By Debbie Emery – Radar Reporter
Currently serving a 28-year sentence for murder, Joran van der Sloot is getting used to his new prison digs after begin transferred from the relative luxury of Castro Castro to the high security hell of Piedras Gordas prison.
“He is very happy where he is, everyone is very friendly there,” his attorney Aldo Cotrina told RadarOnline.com in an exclusive interview.
As we previously reported, the convicted killer, who confessed to the May 2010 murder of 21-year-old student Stephany Flores in a Lima hotel room, was extremely depressed when he was sent to one of Peru’s toughest penitentiaries after pleading guilty in January.
“At the beginning, he found it hard as he was in solitary confinement for the first five days – there was no heat, no water, no bathroom; you get crazy down there as the conditions are hell,” explained Cotrina. “Now he is in the general population and he has more friends and he is settling in.”
In fact, the 24-year-old Dutchman is often the center of attention: “He is very popular there because he teaches English to the inmates, and he is very charismatic. He has a very good behavior record. He tries to help the other inmates because he has a superior education.”
Despite recent rumors that he is going to tie the knot, van der Sloot’s attorney told Radar that Joran is not getting married and doesn’t have girlfriend. “That was a joke. Some people are trying to tarnish his image,” Cotrina told Radar. “I spoke with Joran last week, he said face-to-face that he is not going to get married.”
While Joran tries to settle into the place that could be his permanent residence for almost three decades, his attorney is campaigning on his behalf.
“The sentence of 28 years was excessive because according to the Peruvian penal law, Joran was only meant to get 15 to 17 years, so I am appealing to the supreme court to make a complaint to the Inter-American Commission of Human Rights,” he explained.

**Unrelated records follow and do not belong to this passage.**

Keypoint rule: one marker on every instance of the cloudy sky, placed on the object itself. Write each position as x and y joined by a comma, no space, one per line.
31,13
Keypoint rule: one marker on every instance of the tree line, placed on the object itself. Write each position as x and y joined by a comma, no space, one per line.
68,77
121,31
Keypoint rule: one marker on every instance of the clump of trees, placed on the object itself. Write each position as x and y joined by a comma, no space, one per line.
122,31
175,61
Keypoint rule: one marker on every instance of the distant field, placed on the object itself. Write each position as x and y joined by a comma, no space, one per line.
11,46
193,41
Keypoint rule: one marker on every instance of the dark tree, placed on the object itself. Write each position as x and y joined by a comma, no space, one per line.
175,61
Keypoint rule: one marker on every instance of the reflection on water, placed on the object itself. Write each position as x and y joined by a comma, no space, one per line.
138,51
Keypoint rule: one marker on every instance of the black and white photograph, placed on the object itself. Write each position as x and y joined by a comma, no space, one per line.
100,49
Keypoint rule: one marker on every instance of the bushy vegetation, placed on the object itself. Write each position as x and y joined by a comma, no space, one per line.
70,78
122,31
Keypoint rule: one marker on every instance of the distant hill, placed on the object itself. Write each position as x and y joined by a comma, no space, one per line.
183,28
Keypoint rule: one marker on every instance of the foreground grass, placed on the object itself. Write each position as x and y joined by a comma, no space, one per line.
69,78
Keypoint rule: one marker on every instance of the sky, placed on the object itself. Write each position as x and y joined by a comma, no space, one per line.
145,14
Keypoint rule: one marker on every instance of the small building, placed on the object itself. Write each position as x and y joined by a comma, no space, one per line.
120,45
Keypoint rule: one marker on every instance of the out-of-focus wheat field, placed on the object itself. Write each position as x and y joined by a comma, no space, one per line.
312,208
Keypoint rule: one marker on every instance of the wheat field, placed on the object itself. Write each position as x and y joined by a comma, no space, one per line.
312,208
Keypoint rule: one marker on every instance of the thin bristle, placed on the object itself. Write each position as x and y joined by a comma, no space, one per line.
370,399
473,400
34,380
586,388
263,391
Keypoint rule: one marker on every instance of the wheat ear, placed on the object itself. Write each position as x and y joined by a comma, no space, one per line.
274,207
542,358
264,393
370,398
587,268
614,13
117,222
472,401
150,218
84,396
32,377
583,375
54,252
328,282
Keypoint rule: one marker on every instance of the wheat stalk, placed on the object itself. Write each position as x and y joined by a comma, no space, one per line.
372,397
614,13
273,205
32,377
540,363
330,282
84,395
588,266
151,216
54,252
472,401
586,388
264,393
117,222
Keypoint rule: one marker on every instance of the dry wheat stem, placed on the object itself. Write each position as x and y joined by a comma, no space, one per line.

“We are hoping to get it reduced by 10 years,” said Cotrino, who also preparing a $50 million lawsuit on van der Sloot’s behalf protesting the “excessive sentence.”
Meanwhile, van der Sloot remains the prime suspect in the 2005 disappearance of an Alabama teen while she was vacationing in Aruba. He was arrested twice in connection with her disappearance, but was never charged with any crime. The teen remains missing and has long been presumed dead.